Leading online dating sites hold onto customers’ data, including profiles and photos, even after those customers have deleted them, EFF found. The report is just the latest to raise alarms about the data retention and privacy policies employed by burgeoning social networks, including Facebook.
Dating sites may hold onto profiles after a user believes he or she has deleted it to make it easier for users who have second thoughts to reactivate their account. Its harder to explain away the sites’ poor data security, EFF said. Dating sites reviewed by EFF had failed to implement HTTPS – or secure HTTP- leaving users vulnerable to man in the middle attacks, especially on insecure WiFi hotspots. Worse still, many of the sites have been shown to be riddled with security holes. In a recent incident, the Web site Grindr was compromised, allowing attackers to impersonate other users on the network, which connects gay men with potential partners. The Web site for PlentyOfFish, was also rumored to be the target of an attack that compromised the personal information of its 30 million users, according to published reports.

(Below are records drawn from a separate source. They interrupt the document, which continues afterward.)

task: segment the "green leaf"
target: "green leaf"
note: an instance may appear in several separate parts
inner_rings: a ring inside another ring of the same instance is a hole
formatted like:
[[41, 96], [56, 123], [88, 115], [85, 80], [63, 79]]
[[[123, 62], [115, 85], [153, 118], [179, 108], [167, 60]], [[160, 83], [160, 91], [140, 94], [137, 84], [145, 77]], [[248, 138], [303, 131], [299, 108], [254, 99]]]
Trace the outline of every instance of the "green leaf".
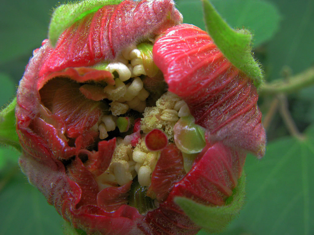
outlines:
[[269, 80], [281, 77], [284, 68], [296, 74], [314, 62], [314, 1], [275, 2], [283, 17], [276, 36], [265, 48], [267, 61], [264, 67]]
[[239, 179], [238, 182], [238, 186], [233, 190], [231, 198], [227, 200], [227, 205], [225, 206], [209, 206], [179, 197], [175, 198], [174, 201], [196, 224], [208, 232], [219, 232], [238, 215], [244, 204], [244, 174]]
[[232, 29], [208, 0], [202, 1], [206, 29], [215, 43], [232, 64], [258, 86], [263, 82], [263, 75], [251, 52], [252, 34], [246, 29]]
[[104, 6], [118, 4], [122, 0], [85, 0], [59, 6], [52, 14], [48, 35], [51, 44], [56, 44], [59, 36], [67, 28], [95, 12]]
[[63, 220], [16, 164], [0, 172], [0, 234], [59, 235]]
[[15, 131], [16, 98], [0, 112], [0, 144], [11, 145], [20, 152], [21, 146]]
[[[184, 23], [205, 29], [201, 1], [177, 0], [176, 2], [178, 9], [183, 14]], [[268, 1], [211, 0], [211, 2], [233, 28], [249, 29], [254, 35], [255, 47], [268, 41], [278, 30], [281, 14], [276, 6]]]
[[313, 234], [314, 125], [306, 134], [270, 143], [258, 161], [247, 158], [246, 204], [223, 234]]
[[8, 74], [0, 72], [0, 82], [1, 84], [1, 96], [0, 96], [0, 107], [6, 103], [8, 101], [13, 98], [16, 89], [14, 82]]
[[86, 235], [86, 233], [84, 231], [75, 228], [70, 223], [65, 220], [62, 227], [64, 235]]

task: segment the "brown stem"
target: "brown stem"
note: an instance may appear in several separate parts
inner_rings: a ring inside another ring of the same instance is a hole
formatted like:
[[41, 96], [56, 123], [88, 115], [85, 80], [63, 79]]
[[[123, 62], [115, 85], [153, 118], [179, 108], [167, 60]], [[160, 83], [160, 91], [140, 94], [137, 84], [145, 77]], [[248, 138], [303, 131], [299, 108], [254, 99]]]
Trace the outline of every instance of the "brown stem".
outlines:
[[281, 93], [278, 95], [277, 97], [280, 103], [279, 111], [290, 134], [300, 140], [304, 140], [305, 138], [298, 129], [288, 109], [288, 102], [286, 97]]
[[274, 98], [272, 101], [269, 109], [263, 120], [263, 126], [266, 130], [269, 127], [274, 115], [278, 110], [279, 103], [279, 101], [277, 97]]

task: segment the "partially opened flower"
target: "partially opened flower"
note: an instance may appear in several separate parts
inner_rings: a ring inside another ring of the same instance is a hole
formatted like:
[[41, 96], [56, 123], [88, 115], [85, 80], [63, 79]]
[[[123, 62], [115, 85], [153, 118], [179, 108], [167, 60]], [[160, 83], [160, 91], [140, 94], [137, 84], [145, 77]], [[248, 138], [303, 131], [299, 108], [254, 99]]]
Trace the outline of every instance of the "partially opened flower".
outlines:
[[89, 234], [195, 234], [174, 200], [225, 205], [263, 154], [256, 89], [171, 0], [105, 2], [59, 7], [34, 51], [20, 165]]

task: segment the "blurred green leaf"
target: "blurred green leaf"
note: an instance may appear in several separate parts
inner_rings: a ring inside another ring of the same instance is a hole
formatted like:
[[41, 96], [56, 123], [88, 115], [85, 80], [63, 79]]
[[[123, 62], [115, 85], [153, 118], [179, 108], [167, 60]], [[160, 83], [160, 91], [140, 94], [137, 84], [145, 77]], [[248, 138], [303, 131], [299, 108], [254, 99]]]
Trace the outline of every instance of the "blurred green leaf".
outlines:
[[0, 144], [11, 145], [21, 151], [15, 130], [15, 108], [16, 98], [0, 112]]
[[[184, 22], [205, 30], [201, 1], [176, 1], [178, 9], [183, 15]], [[281, 17], [275, 6], [271, 3], [262, 0], [211, 0], [210, 2], [229, 25], [234, 28], [244, 27], [253, 34], [254, 47], [269, 40], [278, 30]]]
[[0, 107], [6, 103], [13, 98], [15, 92], [15, 84], [10, 76], [6, 73], [0, 72]]
[[283, 16], [279, 30], [267, 45], [265, 63], [269, 80], [285, 66], [297, 74], [314, 63], [314, 1], [274, 1]]
[[248, 156], [246, 205], [222, 234], [314, 234], [314, 126], [306, 136], [269, 143], [260, 160]]
[[239, 184], [233, 190], [230, 203], [222, 206], [209, 206], [191, 199], [178, 197], [175, 201], [196, 223], [209, 232], [220, 232], [238, 215], [244, 203], [245, 175], [239, 179]]
[[2, 3], [0, 63], [28, 54], [40, 46], [47, 37], [52, 8], [58, 1], [7, 1]]
[[245, 29], [235, 30], [225, 21], [208, 0], [202, 0], [206, 28], [217, 47], [233, 65], [258, 86], [263, 75], [251, 52], [252, 36]]
[[63, 219], [16, 165], [0, 172], [0, 234], [61, 235]]
[[84, 231], [74, 228], [71, 223], [65, 220], [63, 222], [62, 227], [64, 235], [86, 235], [86, 233]]

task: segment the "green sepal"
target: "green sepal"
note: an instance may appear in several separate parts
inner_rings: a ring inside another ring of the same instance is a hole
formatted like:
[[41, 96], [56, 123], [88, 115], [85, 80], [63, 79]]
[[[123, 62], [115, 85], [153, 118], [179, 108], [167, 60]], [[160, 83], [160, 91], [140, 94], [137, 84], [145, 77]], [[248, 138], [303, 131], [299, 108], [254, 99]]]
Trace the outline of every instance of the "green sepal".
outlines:
[[263, 75], [252, 52], [252, 34], [247, 29], [232, 28], [208, 0], [202, 1], [206, 29], [215, 44], [229, 61], [258, 87], [263, 82]]
[[159, 70], [153, 59], [153, 45], [143, 42], [138, 45], [136, 48], [141, 52], [143, 66], [146, 75], [149, 77], [153, 77]]
[[205, 206], [181, 197], [175, 198], [174, 201], [193, 222], [208, 233], [219, 232], [238, 214], [244, 204], [245, 185], [243, 173], [232, 195], [223, 206]]
[[86, 235], [86, 232], [84, 231], [74, 228], [70, 222], [65, 220], [62, 227], [64, 235]]
[[122, 0], [85, 0], [62, 4], [55, 9], [49, 26], [48, 36], [54, 46], [62, 32], [86, 15], [98, 11], [106, 5], [119, 4]]
[[119, 117], [117, 119], [117, 126], [120, 132], [126, 132], [130, 127], [130, 119], [127, 117]]
[[15, 98], [0, 112], [0, 144], [13, 146], [21, 152], [21, 148], [15, 130]]

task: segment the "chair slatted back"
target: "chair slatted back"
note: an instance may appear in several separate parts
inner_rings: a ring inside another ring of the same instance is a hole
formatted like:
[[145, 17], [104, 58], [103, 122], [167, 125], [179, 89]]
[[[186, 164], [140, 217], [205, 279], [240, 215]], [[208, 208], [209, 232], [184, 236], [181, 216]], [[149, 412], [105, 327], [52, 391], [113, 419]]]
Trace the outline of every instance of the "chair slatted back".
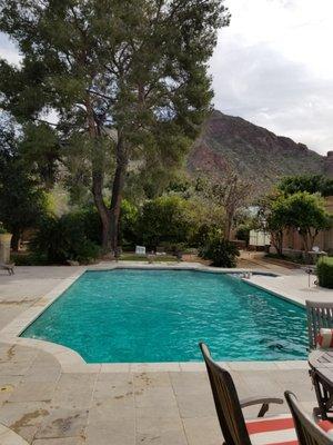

The EFF recommends that users of online dating sites should first make sure that their dating profile isn’t publicly indexed by Google. Users who want to maintain a separation between their real life and online dating profile also want to be careful about the photos they upload. Image search and facial recognition technologies are becoming more accurate, allowing motivated parties to use photos and other data to connect multiple online personas that may belong to the same person.
Finally, the EFF cautions users about the sale of their personal data to third-party marketing companies, which, depending on the privacy policy everyone must agree to you, is used anonymously or not-so-anonymously to target advertisements.